THE WALK FROM the service didn't clear my head, and I couldn't wait to be home and get comatose under a blanket. I guess that catching some flu less than a day before my mother's own funeral ought to have made me insane, but it only made my numbness worse. I remembered hearing Mr. Steckerman talk sometimes about when his wife died. He would say, "My grief was
complete,
" and I never really knew what that meant until now. It means that you could get smacked by a truck, or your house could burn down, and you couldn't possibly feel any more messed up. Whether I felt like throwing up or just slightly poisoned all over, or whether the funeral was tomorrow or in an hour—none of that mattered.
Even being slammed with a nasty reality—I probably had what my mom had—didn't make me feel any worse. It seemed like I had one foot in an old world and one foot in a new, as we
walked past Cora's house, and I wondered out loud, "Am I going to die, too?"
Rain's laugh was part of the old world, where nobody dies around here except of old age and car accidents. Her reminder that she'd had an on-and-off battle with this flu and she was still cruising around town—that made me nod.
Mom died of a strange flu because she was run-down and overworked. Rain and I are in the prime of our health.
With the exception of where the huge puddle was in front of the Holmans', the rest of the street was lined with cars. Most were familiar, and the owners of them were probably at my house. There had been at least fifteen people there since about twenty minutes after Mom passed away—to make us feel better, and to make each other feel better,
even when we weren't there.
If you think I tend to be a recluse when I'm well, you haven't seen me when I'm sick. I stopped dead in my tracks, then pulled Scott and Rain behind the Endicotts' hedges.
Rain read my mind. "Just smile and say hi, and you'll be in your room with the door shut before you know it."
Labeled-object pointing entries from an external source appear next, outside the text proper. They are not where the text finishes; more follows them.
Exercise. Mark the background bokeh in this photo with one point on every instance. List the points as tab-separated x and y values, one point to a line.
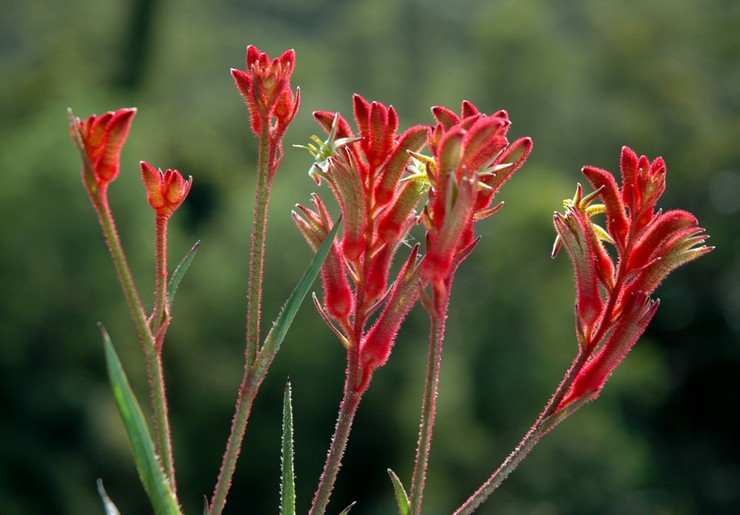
582	78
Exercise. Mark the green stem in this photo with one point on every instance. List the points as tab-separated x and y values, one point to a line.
549	418
247	393
154	369
160	314
429	404
347	412
257	252
253	371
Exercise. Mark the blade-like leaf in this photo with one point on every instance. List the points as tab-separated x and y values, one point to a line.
287	490
110	508
281	325
147	463
179	272
401	498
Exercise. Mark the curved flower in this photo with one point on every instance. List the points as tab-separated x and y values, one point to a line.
378	207
472	160
100	140
265	85
613	304
165	190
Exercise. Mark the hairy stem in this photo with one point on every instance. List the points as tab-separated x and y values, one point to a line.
159	315
155	373
253	375
429	404
549	418
347	411
257	252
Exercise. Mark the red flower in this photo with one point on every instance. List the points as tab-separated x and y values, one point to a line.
378	211
265	85
613	305
166	190
472	160
100	139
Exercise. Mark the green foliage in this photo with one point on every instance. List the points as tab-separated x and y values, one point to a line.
582	78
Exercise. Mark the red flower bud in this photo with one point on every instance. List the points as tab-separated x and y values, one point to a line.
166	190
100	140
265	85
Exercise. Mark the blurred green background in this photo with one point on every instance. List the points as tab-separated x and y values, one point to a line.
582	78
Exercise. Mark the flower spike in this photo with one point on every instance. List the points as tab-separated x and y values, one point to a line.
100	140
613	305
166	190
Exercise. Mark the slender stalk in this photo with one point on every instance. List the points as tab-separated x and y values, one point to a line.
160	314
347	412
428	405
154	369
253	375
247	393
257	252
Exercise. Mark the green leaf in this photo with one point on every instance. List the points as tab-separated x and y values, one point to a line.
281	325
147	463
287	490
179	272
401	498
110	508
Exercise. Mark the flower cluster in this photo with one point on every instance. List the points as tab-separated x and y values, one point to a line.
165	190
613	305
365	174
472	160
265	85
100	140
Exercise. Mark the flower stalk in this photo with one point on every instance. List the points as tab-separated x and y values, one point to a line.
100	140
265	85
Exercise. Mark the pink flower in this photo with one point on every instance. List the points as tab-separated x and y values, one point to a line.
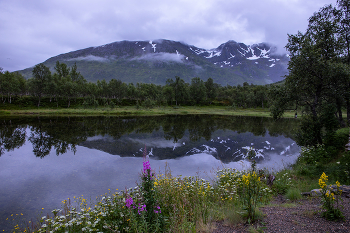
146	166
129	202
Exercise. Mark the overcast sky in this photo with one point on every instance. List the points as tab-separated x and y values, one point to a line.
31	31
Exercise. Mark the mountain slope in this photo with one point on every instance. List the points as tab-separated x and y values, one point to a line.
155	61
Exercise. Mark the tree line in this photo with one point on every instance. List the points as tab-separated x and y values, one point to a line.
67	84
319	74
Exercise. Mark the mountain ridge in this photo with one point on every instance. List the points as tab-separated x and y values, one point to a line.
155	61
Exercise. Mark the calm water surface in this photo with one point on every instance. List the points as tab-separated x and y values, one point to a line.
46	160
She was rubbing my arm to encourage me, but with chills it felt like thorns on my skin, and it shot more visions into my head of being accosted by ladies trying to feel my forehead and forcing me to eat this or drink that, all in my face with forks and spoons. I held on to my gut as an imagined plateful of lasagna turned to hairy spiders and cockroaches.
Now
my grief was complete. "I can't," I said.
"You got a headache?" Scott asked. He'd already told me that people in shock run fevers, and that he'd expected me to feel like
hurling after seeing that bloody foot soldier in the photo. I'm not a blood person. But still, he was making me jumpy.
"No! But one might start if I have to sit with a thousand people and fake normal and eat casserole, and..." I stopped, realizing how I sounded. "What is wrong with me? Why can't I just feel normal in a crowd of nice people who are only trying to help?"
Scott mumbled something about no one liking to be around people when they felt sick. But he'd already told me to savor each moment of our house being full of people, because in about a week, this level of compassion would be gone, and we'd be expected to get a grip.
Rain tugged on my arm, and it caused an "equal and opposite reaction," according to Newton's laws of motion, and I jerked away from her and started walking back up the street.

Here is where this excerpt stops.